Banyak rumah penyedia akomodasi yang dijadikan sebagai kos-kosan atau apartemen muncul di kawasan perumahan, yang dalam aturan tata ruang dan Klasifikasi Baku Lapangan Usaha Indonesia (KBLI) seharusnya tidak diperbolehkan.
"Kita dapat melihat di platform Airbnb, banyak rumah yang disewakan. Sebenarnya, pemerintah bisa memulai dari sana, dan bagaimana pihak asing dapat melakukan kegiatan usaha baik akomodasi maupun OTA yang tidak mematuhi peraturan yang berlaku," ujarnya.
"Hal ini menyebabkan devisa tidak masuk dan dibawa oleh pelaku ke luar negeri. Di saat negara membutuhkan devisa, pemain asing dibiarkan tanpa perizinan perusahaan yang seharusnya dikenakan pajak, sementara yang diambil hanya pajak pasar lokal saja," tambahnya.
Lebih lanjut, Yusran menyarankan agar blueprint yang dibuat harus memuat secara rinci target atau arah pembangunan pariwisata berbasis 5.0 seperti yang dinyatakan oleh Kementerian Pariwisata.
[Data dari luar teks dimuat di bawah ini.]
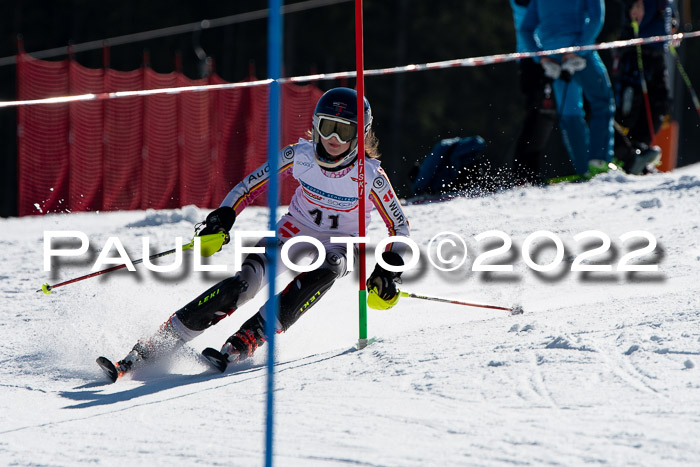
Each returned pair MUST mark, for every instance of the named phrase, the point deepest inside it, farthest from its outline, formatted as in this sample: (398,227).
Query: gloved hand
(552,69)
(382,283)
(573,63)
(219,220)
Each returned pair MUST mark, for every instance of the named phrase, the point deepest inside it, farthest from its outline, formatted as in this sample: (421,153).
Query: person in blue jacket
(541,107)
(570,23)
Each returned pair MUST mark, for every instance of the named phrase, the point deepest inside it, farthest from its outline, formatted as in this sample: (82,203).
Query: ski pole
(210,244)
(688,84)
(515,310)
(645,90)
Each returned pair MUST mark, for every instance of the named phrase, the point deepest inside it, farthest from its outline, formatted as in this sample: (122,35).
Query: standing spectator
(541,111)
(576,23)
(634,136)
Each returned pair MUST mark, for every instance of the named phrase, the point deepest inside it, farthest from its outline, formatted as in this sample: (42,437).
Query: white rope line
(463,62)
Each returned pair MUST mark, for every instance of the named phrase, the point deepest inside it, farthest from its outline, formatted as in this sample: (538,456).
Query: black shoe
(643,158)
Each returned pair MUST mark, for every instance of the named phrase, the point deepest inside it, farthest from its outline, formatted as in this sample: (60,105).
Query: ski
(216,358)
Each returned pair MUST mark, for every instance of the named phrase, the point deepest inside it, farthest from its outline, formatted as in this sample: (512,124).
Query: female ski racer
(325,205)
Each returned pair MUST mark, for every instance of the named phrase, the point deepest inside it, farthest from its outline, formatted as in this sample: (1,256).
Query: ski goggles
(342,129)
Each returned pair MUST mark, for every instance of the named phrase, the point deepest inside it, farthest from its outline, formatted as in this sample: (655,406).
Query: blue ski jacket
(562,23)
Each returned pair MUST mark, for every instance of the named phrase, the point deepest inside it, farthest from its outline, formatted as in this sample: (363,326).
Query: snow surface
(601,368)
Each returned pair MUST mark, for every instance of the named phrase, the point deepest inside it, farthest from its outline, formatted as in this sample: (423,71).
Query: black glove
(385,281)
(219,220)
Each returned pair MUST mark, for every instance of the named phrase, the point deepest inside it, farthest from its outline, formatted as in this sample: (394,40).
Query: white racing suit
(324,205)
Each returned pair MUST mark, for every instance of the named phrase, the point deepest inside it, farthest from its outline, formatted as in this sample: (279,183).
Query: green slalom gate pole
(359,56)
(686,78)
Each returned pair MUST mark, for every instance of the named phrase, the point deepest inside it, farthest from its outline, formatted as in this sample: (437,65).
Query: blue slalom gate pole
(274,67)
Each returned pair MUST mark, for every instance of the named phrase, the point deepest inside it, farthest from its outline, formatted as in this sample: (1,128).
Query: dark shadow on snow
(94,397)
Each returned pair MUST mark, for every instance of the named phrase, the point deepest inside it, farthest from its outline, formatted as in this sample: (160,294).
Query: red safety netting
(161,151)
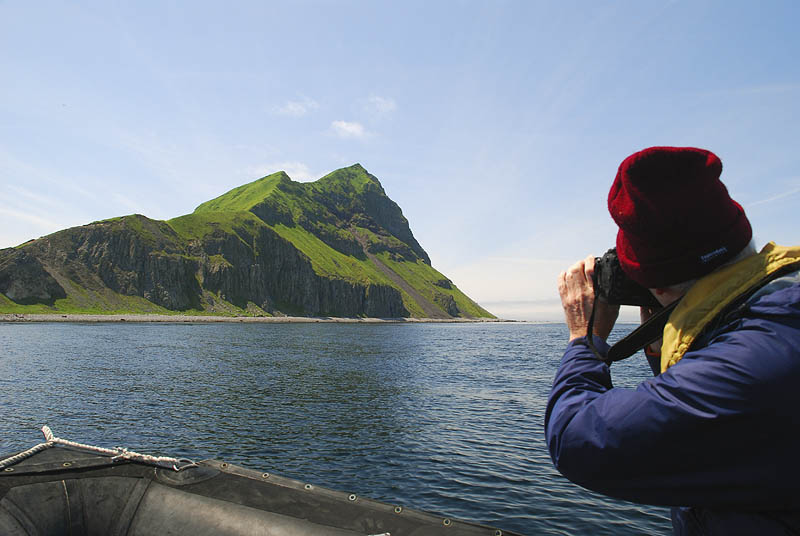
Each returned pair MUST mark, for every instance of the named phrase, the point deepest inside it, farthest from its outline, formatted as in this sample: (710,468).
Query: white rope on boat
(118,453)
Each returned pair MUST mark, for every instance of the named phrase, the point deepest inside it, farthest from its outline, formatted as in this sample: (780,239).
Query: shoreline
(178,319)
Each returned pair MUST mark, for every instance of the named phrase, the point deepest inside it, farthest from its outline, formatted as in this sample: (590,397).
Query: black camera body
(614,287)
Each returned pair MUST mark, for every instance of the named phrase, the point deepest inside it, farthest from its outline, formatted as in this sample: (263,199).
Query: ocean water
(446,418)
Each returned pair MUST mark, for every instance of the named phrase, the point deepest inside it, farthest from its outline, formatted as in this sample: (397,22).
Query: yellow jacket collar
(707,298)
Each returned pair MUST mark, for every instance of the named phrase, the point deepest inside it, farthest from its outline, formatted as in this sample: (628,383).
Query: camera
(614,287)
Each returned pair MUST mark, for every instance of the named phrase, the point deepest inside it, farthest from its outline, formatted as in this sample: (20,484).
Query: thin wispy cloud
(349,129)
(776,197)
(381,105)
(30,217)
(297,108)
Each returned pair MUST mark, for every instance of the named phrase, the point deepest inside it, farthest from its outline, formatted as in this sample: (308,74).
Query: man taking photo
(716,432)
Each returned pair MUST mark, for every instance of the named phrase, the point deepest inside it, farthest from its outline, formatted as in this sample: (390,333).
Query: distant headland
(274,249)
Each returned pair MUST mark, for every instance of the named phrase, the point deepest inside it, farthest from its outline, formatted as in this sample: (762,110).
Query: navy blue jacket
(717,435)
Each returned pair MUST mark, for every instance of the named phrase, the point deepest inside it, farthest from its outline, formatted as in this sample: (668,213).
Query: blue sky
(496,126)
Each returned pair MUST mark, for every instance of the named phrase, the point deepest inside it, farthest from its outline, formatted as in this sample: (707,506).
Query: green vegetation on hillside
(339,226)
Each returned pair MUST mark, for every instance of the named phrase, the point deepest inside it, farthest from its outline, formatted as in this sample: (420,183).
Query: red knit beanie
(676,220)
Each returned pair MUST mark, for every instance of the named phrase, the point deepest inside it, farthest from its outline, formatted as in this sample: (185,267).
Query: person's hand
(577,298)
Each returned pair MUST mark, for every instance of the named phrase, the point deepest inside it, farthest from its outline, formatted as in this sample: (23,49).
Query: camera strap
(637,339)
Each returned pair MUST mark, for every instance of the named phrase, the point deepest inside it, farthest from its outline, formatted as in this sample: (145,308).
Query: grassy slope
(230,213)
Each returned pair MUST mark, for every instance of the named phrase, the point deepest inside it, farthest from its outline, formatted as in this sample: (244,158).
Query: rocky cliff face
(271,247)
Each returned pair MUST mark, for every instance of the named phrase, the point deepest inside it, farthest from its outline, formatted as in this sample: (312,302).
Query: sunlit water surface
(446,418)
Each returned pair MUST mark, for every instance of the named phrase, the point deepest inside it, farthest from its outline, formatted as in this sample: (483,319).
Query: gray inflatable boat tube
(70,491)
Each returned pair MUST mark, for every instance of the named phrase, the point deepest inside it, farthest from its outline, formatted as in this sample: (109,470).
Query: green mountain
(335,247)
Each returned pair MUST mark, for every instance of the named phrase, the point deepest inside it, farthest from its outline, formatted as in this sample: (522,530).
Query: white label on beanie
(708,257)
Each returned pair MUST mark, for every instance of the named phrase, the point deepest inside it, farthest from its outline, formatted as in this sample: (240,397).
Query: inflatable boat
(60,487)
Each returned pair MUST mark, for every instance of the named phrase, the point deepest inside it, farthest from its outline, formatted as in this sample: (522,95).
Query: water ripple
(445,418)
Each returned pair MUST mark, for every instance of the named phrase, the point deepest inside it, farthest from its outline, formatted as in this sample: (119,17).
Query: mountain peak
(247,196)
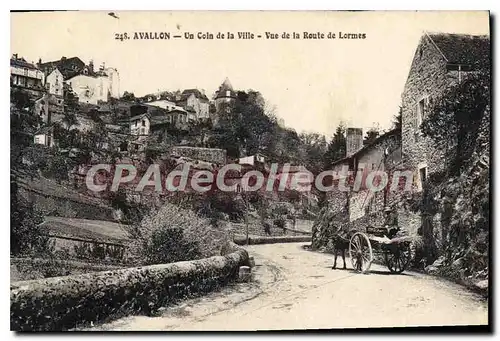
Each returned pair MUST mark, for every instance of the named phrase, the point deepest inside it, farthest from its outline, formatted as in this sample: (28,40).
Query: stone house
(91,86)
(195,100)
(440,61)
(54,83)
(383,155)
(225,95)
(27,76)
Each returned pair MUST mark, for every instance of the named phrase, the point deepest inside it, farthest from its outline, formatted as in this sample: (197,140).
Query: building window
(420,113)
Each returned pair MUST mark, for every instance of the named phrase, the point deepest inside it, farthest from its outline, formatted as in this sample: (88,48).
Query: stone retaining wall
(62,303)
(271,240)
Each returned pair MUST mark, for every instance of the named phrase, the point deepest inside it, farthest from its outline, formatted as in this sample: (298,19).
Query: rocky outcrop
(61,303)
(271,240)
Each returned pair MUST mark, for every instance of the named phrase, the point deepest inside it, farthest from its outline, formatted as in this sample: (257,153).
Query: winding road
(296,289)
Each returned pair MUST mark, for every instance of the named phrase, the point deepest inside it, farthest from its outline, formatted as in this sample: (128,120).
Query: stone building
(383,155)
(213,155)
(440,61)
(225,95)
(195,100)
(354,140)
(26,76)
(54,83)
(91,86)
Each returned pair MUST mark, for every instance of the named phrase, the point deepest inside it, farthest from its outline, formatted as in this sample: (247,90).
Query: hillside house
(440,60)
(26,76)
(224,96)
(91,86)
(54,83)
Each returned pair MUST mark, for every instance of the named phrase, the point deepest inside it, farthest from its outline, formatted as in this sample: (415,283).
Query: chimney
(354,140)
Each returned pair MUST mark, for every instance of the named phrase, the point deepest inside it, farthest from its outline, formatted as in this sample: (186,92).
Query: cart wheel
(360,252)
(398,258)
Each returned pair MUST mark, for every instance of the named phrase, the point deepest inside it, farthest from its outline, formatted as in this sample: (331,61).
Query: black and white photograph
(250,170)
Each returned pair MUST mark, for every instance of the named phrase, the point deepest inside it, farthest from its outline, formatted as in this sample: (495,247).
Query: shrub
(26,234)
(172,234)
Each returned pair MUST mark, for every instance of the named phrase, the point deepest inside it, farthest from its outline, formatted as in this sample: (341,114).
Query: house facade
(54,83)
(90,89)
(224,96)
(194,100)
(26,76)
(440,61)
(140,125)
(91,86)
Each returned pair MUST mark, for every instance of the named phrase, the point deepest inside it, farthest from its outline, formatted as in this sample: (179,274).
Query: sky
(312,84)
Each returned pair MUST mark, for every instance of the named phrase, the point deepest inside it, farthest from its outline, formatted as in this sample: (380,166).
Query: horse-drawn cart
(363,246)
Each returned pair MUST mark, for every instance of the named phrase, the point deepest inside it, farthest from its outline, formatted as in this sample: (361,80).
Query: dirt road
(297,289)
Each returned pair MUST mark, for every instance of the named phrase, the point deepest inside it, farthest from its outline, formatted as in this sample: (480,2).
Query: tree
(25,232)
(371,136)
(337,147)
(455,117)
(128,96)
(397,122)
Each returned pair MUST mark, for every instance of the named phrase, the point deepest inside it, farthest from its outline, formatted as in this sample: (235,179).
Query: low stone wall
(23,269)
(62,303)
(271,240)
(66,207)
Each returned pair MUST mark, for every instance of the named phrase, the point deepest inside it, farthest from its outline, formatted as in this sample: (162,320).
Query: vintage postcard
(244,171)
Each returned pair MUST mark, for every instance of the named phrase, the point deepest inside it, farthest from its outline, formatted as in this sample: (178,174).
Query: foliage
(455,204)
(133,212)
(173,234)
(128,96)
(26,235)
(455,119)
(397,121)
(371,136)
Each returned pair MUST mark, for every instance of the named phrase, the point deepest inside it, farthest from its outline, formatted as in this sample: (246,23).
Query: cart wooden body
(364,245)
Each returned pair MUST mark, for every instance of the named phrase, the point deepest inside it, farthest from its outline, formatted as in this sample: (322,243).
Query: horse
(340,241)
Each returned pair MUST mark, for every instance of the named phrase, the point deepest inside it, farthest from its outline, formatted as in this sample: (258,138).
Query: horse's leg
(334,257)
(343,257)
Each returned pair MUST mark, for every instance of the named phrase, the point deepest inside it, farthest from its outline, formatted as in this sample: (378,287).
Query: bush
(173,234)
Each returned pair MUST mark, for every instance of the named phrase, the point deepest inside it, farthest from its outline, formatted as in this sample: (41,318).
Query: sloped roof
(138,117)
(462,48)
(393,132)
(225,86)
(64,66)
(198,94)
(21,62)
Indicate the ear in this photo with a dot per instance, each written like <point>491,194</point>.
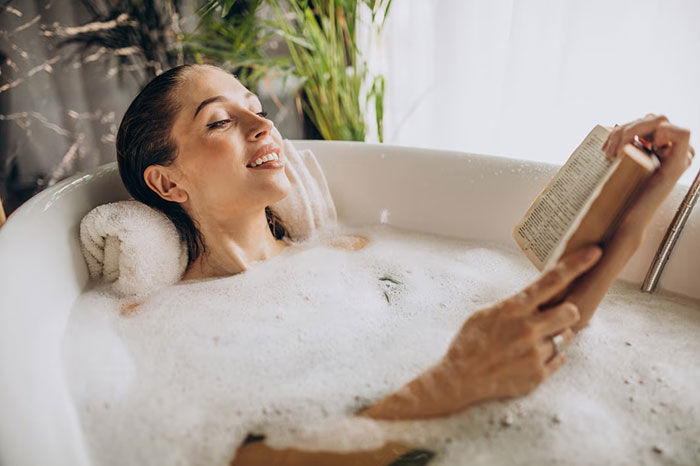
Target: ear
<point>160,180</point>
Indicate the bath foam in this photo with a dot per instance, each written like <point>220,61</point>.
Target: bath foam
<point>296,344</point>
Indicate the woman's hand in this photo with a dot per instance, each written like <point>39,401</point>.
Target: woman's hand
<point>675,155</point>
<point>503,351</point>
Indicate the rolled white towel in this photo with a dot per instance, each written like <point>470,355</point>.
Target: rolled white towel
<point>309,206</point>
<point>132,245</point>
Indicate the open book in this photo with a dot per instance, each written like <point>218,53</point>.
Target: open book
<point>585,200</point>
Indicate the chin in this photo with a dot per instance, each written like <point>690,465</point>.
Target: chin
<point>278,190</point>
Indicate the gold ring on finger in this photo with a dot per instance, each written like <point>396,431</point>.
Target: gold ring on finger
<point>559,344</point>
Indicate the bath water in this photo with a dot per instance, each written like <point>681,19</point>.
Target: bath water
<point>293,346</point>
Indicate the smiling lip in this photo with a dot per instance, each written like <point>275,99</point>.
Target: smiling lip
<point>264,150</point>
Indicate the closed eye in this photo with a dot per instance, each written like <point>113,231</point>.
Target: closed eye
<point>219,124</point>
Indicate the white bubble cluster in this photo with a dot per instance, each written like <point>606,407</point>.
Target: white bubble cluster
<point>295,345</point>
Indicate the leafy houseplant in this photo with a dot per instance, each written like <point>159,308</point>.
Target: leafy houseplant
<point>322,39</point>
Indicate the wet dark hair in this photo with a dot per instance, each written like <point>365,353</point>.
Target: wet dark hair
<point>144,140</point>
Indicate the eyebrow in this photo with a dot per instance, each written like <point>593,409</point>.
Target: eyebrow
<point>218,98</point>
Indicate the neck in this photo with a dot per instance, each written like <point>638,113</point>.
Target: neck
<point>232,245</point>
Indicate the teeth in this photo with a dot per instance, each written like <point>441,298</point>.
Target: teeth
<point>265,158</point>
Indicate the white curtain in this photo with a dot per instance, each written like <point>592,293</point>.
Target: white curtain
<point>530,78</point>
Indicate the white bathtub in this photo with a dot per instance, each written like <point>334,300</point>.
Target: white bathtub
<point>42,270</point>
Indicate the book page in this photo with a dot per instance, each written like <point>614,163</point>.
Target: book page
<point>556,208</point>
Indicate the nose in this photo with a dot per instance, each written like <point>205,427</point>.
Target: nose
<point>259,127</point>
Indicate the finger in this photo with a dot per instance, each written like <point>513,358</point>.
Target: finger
<point>545,349</point>
<point>557,279</point>
<point>554,364</point>
<point>677,140</point>
<point>555,319</point>
<point>607,141</point>
<point>626,133</point>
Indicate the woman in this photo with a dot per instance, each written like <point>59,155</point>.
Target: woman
<point>195,143</point>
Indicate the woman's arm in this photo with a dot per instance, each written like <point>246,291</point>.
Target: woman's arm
<point>675,155</point>
<point>506,350</point>
<point>503,351</point>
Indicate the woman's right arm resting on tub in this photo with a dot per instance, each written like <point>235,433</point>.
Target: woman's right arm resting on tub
<point>505,350</point>
<point>502,351</point>
<point>675,155</point>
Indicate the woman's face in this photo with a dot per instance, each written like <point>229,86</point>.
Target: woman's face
<point>219,131</point>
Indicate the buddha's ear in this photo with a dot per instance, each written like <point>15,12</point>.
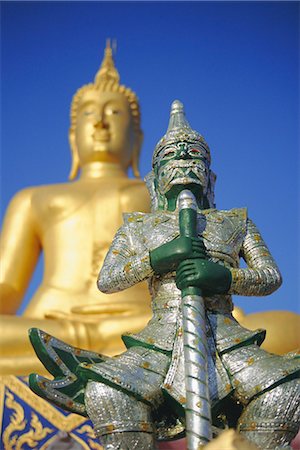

Di dalamnya juga harus mencakup aspek-aspek yang berkaitan dengan prosedur penggunaan teknologi digital serta langkah-langkah untuk meningkatkan kompetensi sumber daya manusia yang terlibat di dalamnya.
Menurutnya, jika pariwisata berbasis 5.0 yang dimaksud pemerintah hanya berkaitan dengan Artificial Intelligence (AI), maka pelaku pariwisata sudah melakukannya lebih dahulu. Sebagai contoh, mereka telah menggunakan aplikasi untuk memesan kamar hotel secara online dan memanfaatkan robot di restoran serta hotel untuk melayani para tamu.
"Jika diperhatikan, saat ini industri pariwisata beralih dari padat karya menjadi padat modal karena sudah beralih ke digital, termasuk sektor akomodasi. Pemerintah harus peka terhadap cara mempertahankan industri ini dengan fokus pada perbaikan masalah perizinan perusahaan, pengawasannya, dan daya saingnya," ucap dia.
Dalam kesempatan tersebut, Yusran juga menyampaikan agar pemerintah berhenti mengubah-ubah nomenklatur kementerian yang dapat berdampak pada industri. Mengingat pasar di Indonesia sangat luas dan dapat memberikan banyak pemasukan bagi negara.
Ia berpendapat bahwa pemerintah perlu belajar dari Arab Saudi yang kini telah membuka diri untuk memfokuskan pariwisata sebagai salah satu sektor penting dalam pembangunan ekonomi.
"Jadi, kita harus mulai menyusun industri ini agar tetap berkelanjutan. Terlebih lagi, industri ini dapat menyerap tenaga kerja dalam jumlah besar, jangan sampai kalah dengan negara lain," ucap Yusran.